We may not all have tamborines at the ready and be able to conjure up an uplifting impromptu balcony concert but here are some ideas and tips on how to keep a positive mental attitude during these challenging times.
- Personal (virtual) contact – If you’re not socially and digitally connected, now is as good a time as any to give it a go. Whether it’s passively on platforms like Facebook, to actively engaging with your local community on forums such as Nextdoor, creating social groups on whatsapp or even catching up with friends through the joys of Skype and Facetime – we are social beings at heart and keeping up even the merest connections will be key to keeping up your mental wellbeing.
- Short term goals – one effective way to beat frustration is to self-impose short term goals that can provide you with a sense of achievement – so whether that’s a goal for each day, or a longer term goal, or both, this will help you to manage the time and break it into manageable mental chunks.
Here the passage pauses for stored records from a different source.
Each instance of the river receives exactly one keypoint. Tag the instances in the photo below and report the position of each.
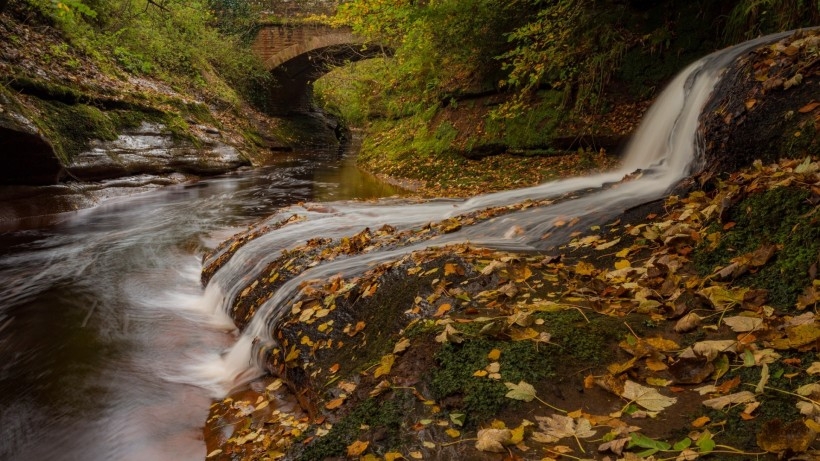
(112, 350)
(101, 312)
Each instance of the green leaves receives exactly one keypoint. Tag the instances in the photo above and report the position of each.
(521, 391)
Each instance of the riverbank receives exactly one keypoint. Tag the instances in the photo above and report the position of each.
(673, 330)
(78, 126)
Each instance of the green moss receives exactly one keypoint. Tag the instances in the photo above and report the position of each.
(779, 216)
(384, 417)
(482, 397)
(45, 90)
(740, 433)
(586, 343)
(533, 128)
(71, 127)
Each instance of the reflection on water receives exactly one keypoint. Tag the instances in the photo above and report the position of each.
(98, 309)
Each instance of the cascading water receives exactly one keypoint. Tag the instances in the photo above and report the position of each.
(663, 150)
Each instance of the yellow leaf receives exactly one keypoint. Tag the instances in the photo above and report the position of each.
(700, 422)
(335, 403)
(584, 268)
(494, 355)
(663, 344)
(654, 364)
(659, 382)
(385, 365)
(493, 440)
(293, 354)
(443, 309)
(622, 264)
(401, 346)
(357, 448)
(451, 268)
(518, 334)
(607, 245)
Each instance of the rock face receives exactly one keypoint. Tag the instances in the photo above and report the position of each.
(766, 106)
(152, 149)
(26, 156)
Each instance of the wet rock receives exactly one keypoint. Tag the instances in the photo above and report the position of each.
(25, 155)
(152, 149)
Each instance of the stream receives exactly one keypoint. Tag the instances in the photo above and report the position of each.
(101, 312)
(110, 347)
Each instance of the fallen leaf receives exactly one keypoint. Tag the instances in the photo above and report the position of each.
(335, 403)
(493, 440)
(646, 397)
(719, 403)
(688, 323)
(401, 346)
(521, 391)
(556, 427)
(385, 364)
(700, 422)
(814, 368)
(443, 309)
(357, 448)
(776, 437)
(450, 334)
(691, 370)
(615, 446)
(809, 107)
(743, 324)
(711, 349)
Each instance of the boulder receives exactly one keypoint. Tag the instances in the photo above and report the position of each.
(26, 156)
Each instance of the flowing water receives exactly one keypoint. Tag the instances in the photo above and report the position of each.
(101, 313)
(109, 347)
(664, 150)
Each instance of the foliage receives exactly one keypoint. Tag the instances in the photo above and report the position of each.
(482, 397)
(385, 416)
(786, 213)
(571, 45)
(751, 18)
(167, 39)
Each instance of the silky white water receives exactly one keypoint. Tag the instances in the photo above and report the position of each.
(664, 149)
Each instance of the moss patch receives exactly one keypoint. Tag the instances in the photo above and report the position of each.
(479, 397)
(790, 220)
(371, 418)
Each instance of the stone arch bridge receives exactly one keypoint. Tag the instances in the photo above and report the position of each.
(297, 54)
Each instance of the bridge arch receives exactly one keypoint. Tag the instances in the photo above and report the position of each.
(298, 54)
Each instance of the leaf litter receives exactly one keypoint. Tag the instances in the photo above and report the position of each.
(716, 347)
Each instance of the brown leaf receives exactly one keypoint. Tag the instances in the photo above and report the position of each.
(688, 323)
(357, 448)
(443, 309)
(335, 403)
(493, 440)
(719, 403)
(386, 363)
(691, 370)
(809, 107)
(776, 437)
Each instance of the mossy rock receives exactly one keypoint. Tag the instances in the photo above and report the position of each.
(781, 216)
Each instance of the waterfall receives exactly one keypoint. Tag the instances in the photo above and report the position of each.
(664, 150)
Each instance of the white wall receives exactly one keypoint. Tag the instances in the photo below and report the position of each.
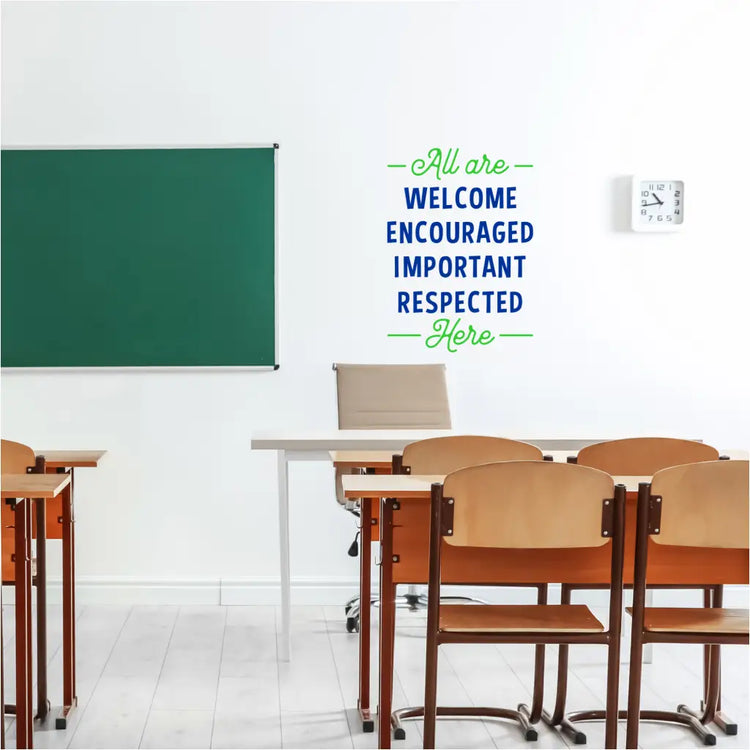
(634, 333)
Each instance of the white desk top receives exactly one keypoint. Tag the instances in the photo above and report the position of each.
(335, 440)
(34, 485)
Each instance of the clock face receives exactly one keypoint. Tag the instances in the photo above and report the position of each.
(660, 204)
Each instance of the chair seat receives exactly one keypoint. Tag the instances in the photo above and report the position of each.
(694, 620)
(519, 618)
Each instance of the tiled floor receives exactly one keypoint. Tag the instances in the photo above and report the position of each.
(179, 677)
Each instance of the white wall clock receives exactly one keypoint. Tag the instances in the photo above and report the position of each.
(658, 205)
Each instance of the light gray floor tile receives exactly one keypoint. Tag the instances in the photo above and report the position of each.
(190, 676)
(178, 729)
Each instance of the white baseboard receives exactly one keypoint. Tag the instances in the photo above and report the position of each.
(317, 591)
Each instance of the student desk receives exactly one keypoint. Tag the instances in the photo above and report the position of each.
(60, 524)
(404, 557)
(315, 446)
(23, 489)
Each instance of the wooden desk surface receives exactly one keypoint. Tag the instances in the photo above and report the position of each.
(382, 459)
(404, 486)
(33, 485)
(63, 459)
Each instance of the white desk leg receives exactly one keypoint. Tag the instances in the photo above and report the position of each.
(285, 642)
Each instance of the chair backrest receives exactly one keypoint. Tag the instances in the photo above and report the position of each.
(16, 457)
(643, 456)
(446, 454)
(392, 397)
(528, 505)
(703, 505)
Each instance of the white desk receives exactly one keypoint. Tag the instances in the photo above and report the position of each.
(316, 446)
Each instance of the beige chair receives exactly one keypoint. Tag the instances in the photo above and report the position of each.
(701, 506)
(387, 397)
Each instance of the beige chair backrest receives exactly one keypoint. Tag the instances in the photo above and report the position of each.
(703, 505)
(644, 456)
(16, 457)
(380, 397)
(528, 504)
(446, 454)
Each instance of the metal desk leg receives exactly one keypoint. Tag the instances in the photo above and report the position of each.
(42, 702)
(365, 576)
(387, 623)
(285, 643)
(24, 700)
(69, 607)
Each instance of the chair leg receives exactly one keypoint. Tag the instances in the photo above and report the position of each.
(430, 690)
(613, 690)
(537, 702)
(634, 690)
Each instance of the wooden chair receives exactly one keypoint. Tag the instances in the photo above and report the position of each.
(552, 509)
(701, 506)
(444, 455)
(631, 457)
(643, 456)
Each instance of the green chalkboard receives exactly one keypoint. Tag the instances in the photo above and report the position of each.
(138, 257)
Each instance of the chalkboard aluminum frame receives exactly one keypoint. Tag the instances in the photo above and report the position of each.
(178, 368)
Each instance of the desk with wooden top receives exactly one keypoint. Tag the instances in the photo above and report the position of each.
(21, 490)
(60, 524)
(404, 555)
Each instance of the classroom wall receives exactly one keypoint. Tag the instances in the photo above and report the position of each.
(634, 333)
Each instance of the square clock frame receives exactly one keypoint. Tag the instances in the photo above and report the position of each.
(658, 205)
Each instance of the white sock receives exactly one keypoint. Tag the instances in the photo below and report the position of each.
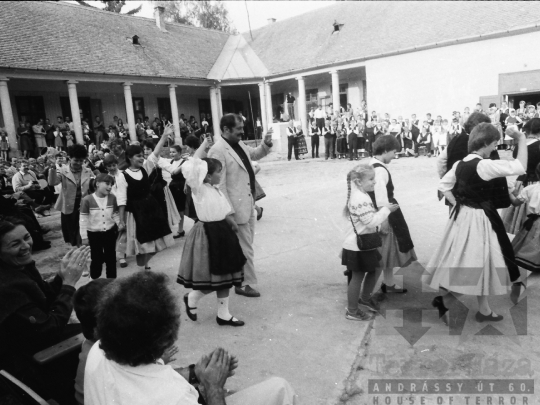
(389, 277)
(193, 298)
(223, 308)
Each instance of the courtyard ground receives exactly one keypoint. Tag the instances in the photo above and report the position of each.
(297, 329)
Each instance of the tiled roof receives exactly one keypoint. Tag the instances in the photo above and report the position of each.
(376, 27)
(61, 36)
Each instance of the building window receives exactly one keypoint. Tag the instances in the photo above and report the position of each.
(138, 108)
(30, 109)
(164, 108)
(312, 98)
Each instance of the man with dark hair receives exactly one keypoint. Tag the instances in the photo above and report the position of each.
(238, 185)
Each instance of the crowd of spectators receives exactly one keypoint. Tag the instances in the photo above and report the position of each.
(350, 132)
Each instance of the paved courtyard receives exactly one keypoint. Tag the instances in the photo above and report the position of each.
(297, 329)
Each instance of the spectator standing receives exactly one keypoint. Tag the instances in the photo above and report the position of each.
(238, 185)
(74, 180)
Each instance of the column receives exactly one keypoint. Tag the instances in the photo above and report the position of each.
(269, 113)
(7, 114)
(302, 104)
(75, 111)
(129, 111)
(175, 115)
(215, 113)
(220, 105)
(335, 89)
(263, 107)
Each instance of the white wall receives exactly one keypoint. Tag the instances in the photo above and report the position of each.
(445, 79)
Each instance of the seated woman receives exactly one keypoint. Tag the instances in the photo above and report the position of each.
(34, 314)
(126, 367)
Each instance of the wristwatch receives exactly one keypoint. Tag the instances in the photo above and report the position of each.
(192, 376)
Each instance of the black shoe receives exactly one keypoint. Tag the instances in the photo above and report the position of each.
(490, 318)
(230, 322)
(385, 289)
(191, 315)
(439, 304)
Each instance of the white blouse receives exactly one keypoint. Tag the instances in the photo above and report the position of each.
(364, 216)
(121, 185)
(211, 205)
(487, 169)
(531, 195)
(165, 165)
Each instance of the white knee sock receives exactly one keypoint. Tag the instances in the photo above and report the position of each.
(193, 298)
(223, 308)
(389, 277)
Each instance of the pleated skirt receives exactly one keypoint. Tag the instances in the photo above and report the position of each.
(526, 246)
(391, 256)
(173, 216)
(469, 259)
(128, 244)
(194, 271)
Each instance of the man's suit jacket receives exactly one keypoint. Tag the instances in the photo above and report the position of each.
(234, 182)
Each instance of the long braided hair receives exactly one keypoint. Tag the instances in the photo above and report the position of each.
(359, 172)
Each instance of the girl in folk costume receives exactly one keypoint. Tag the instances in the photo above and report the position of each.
(176, 201)
(398, 248)
(527, 242)
(424, 139)
(212, 259)
(147, 230)
(158, 185)
(363, 218)
(514, 216)
(342, 144)
(315, 134)
(300, 145)
(360, 130)
(475, 246)
(408, 141)
(352, 138)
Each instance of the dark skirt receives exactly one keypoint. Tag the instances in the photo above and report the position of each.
(180, 198)
(70, 224)
(355, 261)
(224, 250)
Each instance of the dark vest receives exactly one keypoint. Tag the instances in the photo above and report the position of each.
(472, 191)
(396, 218)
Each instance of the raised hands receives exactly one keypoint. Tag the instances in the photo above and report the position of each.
(73, 265)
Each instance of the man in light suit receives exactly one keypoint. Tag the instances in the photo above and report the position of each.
(238, 185)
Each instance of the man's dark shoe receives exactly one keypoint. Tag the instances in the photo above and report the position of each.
(247, 291)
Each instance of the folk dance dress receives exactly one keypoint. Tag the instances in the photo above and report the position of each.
(398, 248)
(475, 256)
(514, 217)
(212, 258)
(526, 244)
(157, 170)
(147, 229)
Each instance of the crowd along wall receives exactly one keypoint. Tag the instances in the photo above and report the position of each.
(445, 79)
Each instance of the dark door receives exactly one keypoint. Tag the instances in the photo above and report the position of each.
(85, 110)
(30, 109)
(138, 108)
(164, 108)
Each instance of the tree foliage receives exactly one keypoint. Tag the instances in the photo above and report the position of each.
(113, 6)
(206, 14)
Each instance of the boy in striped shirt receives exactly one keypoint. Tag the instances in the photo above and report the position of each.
(99, 226)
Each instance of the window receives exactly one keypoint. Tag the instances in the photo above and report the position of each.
(138, 108)
(30, 109)
(164, 108)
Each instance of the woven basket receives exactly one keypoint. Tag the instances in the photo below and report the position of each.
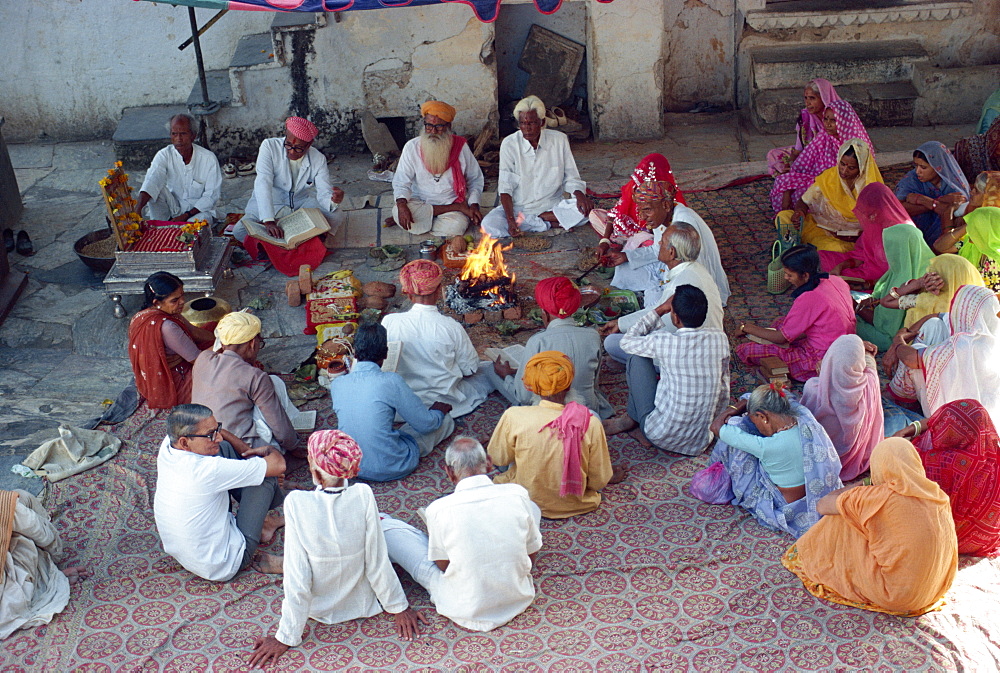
(776, 282)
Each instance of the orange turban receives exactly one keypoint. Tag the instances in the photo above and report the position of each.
(421, 276)
(548, 373)
(335, 452)
(438, 109)
(558, 296)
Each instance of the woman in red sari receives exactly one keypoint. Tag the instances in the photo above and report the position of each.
(162, 345)
(960, 450)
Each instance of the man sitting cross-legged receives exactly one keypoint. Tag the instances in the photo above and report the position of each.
(367, 401)
(476, 559)
(559, 299)
(199, 466)
(675, 413)
(336, 565)
(438, 360)
(556, 450)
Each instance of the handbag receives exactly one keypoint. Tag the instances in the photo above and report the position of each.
(776, 282)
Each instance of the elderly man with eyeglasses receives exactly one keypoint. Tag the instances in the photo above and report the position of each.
(201, 465)
(291, 174)
(438, 181)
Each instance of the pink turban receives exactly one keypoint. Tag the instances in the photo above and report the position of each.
(335, 453)
(421, 276)
(303, 129)
(558, 296)
(438, 109)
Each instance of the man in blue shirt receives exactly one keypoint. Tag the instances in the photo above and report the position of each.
(367, 401)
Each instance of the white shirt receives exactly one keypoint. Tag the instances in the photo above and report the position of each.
(708, 257)
(274, 185)
(196, 185)
(413, 181)
(191, 509)
(436, 356)
(536, 178)
(337, 567)
(685, 273)
(486, 531)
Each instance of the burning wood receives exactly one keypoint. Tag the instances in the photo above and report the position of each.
(484, 283)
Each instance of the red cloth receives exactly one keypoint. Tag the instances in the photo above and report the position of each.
(311, 252)
(624, 215)
(570, 427)
(558, 296)
(164, 382)
(961, 452)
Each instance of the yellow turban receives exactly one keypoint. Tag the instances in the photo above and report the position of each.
(237, 328)
(438, 109)
(548, 373)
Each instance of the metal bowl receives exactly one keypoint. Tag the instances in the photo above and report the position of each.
(99, 264)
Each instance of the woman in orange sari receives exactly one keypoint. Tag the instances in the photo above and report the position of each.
(162, 345)
(888, 547)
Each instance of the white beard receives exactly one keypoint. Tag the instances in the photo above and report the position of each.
(435, 151)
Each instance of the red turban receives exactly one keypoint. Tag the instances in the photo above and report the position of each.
(558, 296)
(303, 129)
(421, 276)
(335, 453)
(438, 109)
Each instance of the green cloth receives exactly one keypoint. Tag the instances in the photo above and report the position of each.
(908, 257)
(982, 235)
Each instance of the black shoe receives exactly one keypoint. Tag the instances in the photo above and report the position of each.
(24, 244)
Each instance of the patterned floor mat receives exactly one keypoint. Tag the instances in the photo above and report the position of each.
(653, 580)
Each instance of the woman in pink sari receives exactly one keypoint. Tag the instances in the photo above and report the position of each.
(846, 401)
(818, 95)
(877, 209)
(841, 123)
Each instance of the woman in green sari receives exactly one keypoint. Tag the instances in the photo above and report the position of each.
(908, 257)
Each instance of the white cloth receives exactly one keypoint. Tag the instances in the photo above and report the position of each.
(438, 360)
(33, 590)
(336, 564)
(191, 509)
(486, 531)
(273, 187)
(413, 180)
(197, 184)
(643, 270)
(685, 273)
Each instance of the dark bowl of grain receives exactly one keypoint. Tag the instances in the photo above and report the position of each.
(97, 250)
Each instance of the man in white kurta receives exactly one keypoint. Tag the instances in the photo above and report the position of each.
(184, 180)
(536, 169)
(438, 182)
(437, 360)
(291, 174)
(476, 559)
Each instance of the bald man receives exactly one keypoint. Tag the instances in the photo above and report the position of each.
(438, 182)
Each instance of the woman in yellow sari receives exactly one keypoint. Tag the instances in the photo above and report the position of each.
(827, 206)
(890, 547)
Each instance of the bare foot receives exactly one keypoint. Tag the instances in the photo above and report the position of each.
(269, 564)
(76, 573)
(639, 436)
(272, 522)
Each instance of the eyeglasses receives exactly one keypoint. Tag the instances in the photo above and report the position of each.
(212, 436)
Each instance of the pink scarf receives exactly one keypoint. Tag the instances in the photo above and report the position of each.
(570, 427)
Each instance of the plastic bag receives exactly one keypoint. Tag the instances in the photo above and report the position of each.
(712, 485)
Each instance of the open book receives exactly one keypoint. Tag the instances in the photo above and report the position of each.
(303, 224)
(512, 355)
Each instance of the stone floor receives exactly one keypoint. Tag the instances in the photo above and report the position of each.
(62, 351)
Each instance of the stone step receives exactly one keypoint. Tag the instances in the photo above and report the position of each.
(841, 63)
(141, 133)
(878, 104)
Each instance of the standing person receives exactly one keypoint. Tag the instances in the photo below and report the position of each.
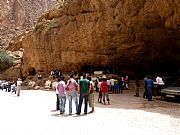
(137, 86)
(71, 90)
(57, 96)
(19, 82)
(150, 84)
(62, 95)
(84, 89)
(104, 89)
(100, 92)
(145, 87)
(112, 84)
(91, 95)
(126, 80)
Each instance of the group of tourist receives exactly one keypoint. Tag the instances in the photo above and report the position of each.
(13, 87)
(115, 84)
(83, 86)
(149, 84)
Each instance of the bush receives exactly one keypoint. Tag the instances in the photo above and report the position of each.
(6, 61)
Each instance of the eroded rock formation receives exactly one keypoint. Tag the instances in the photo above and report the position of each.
(17, 16)
(129, 35)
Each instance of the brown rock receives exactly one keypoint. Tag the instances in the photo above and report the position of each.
(124, 35)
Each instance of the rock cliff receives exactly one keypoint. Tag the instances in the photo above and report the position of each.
(17, 16)
(133, 35)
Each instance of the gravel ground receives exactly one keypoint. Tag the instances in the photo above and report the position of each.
(33, 114)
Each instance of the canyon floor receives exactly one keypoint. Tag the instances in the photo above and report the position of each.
(33, 113)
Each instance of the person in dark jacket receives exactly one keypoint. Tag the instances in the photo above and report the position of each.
(150, 85)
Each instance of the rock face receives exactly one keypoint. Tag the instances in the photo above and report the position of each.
(17, 16)
(132, 35)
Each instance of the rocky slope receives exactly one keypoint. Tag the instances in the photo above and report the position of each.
(17, 16)
(132, 35)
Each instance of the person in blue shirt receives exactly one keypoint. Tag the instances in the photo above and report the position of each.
(150, 85)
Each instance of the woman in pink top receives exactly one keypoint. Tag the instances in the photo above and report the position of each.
(62, 95)
(104, 90)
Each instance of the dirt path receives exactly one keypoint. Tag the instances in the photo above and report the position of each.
(33, 114)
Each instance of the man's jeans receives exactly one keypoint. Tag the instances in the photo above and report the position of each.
(149, 93)
(74, 96)
(83, 96)
(62, 103)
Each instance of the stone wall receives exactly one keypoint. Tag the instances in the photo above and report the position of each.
(129, 35)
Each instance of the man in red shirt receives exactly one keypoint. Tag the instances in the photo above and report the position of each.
(104, 89)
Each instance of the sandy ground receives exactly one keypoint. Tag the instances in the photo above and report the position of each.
(33, 114)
- Give something back – somehow. It will be natural to indulge in a little self-pity over the coming months, whether it’s missed opportunities, hardship brought on by the situation or just feeling resentful at being cooped up for such an extended period. By helping others we can shift the focus from ourselves onto other people who may need help more than ourselves. Whether it’s helping out locally by making some food for vulnerable people, creating a home-based charity event to raise money for something close to your heart or starting a
- Learn something – as we keep being reminded we are in this for the long haul. Setting goals and personal challenges can provide a key focus for us, whether that’s learning to sew, to knit, an instrument, a language or taking an online course, these can all give us a sense of achievement and satisfaction that will help mitigate the frustration of isolation.
- Read, read, read – whether you get a new subscription to a magazine or create a list of books you’ve always meant to read – this is the time. Don’t underestimate the power of a good book to whisk one away from the present and into worlds of wonder, excitement, romance, thrillers – or whatever you fancy.
- DIY and house-maintenance – Let’s face it we’re housebound, we might as well make the most of being stuck at home, so go through those drawers and declutter those wardrobes, spring clean those cupboards, do some gardening – it will all help to provide a sense of achievement.
- While we’re on projects – why not start a new one. What about writing that book you always had in your head, or starting a podcast or painting that portrait. Many of us will have felt overwhelm at a lack of time to pursue our hobbies and creative outlets – well now is the time to start.
- Family – now this is a tricky one as I know many parents will be dreading the prospect of endless incarceration with our offspring – and potentially with partners. It’s actually quite natural so try and offset the trickier times of living in such close proximity with each other by creating good times together – whether that’s by playing a nightly board game, exercising as a family, cooking for each other or even sharing watching a box set together.
- Ah yes, the box sets – our whatsapps are wild with boxset recommendations. This may be the time to upgrade your TV package or just invest in a few box sets that everyone can indulge in and enjoy.
- Sleep – we can’t go out, so we might as well catch up on some ZZZs. It sounds glib, but maintaining a healthy lifestyle – by eating healthily, drinking lots of liquid (water not gin) and getting a good solid rest, will not only help you stay positive but also help battle the bug.
- Perspective - Remember the phrase “and this too shall pass” – everything, repeat everything, is a phase. This is clearly going to be a very tough few months for many people, devastating even for those of us who lose loved ones, and while nothing can reduce the impact of this virus, it may help to try and keep it in perspective that this will not become the new norm. This extreme situation will end at some point and life as we know it will return.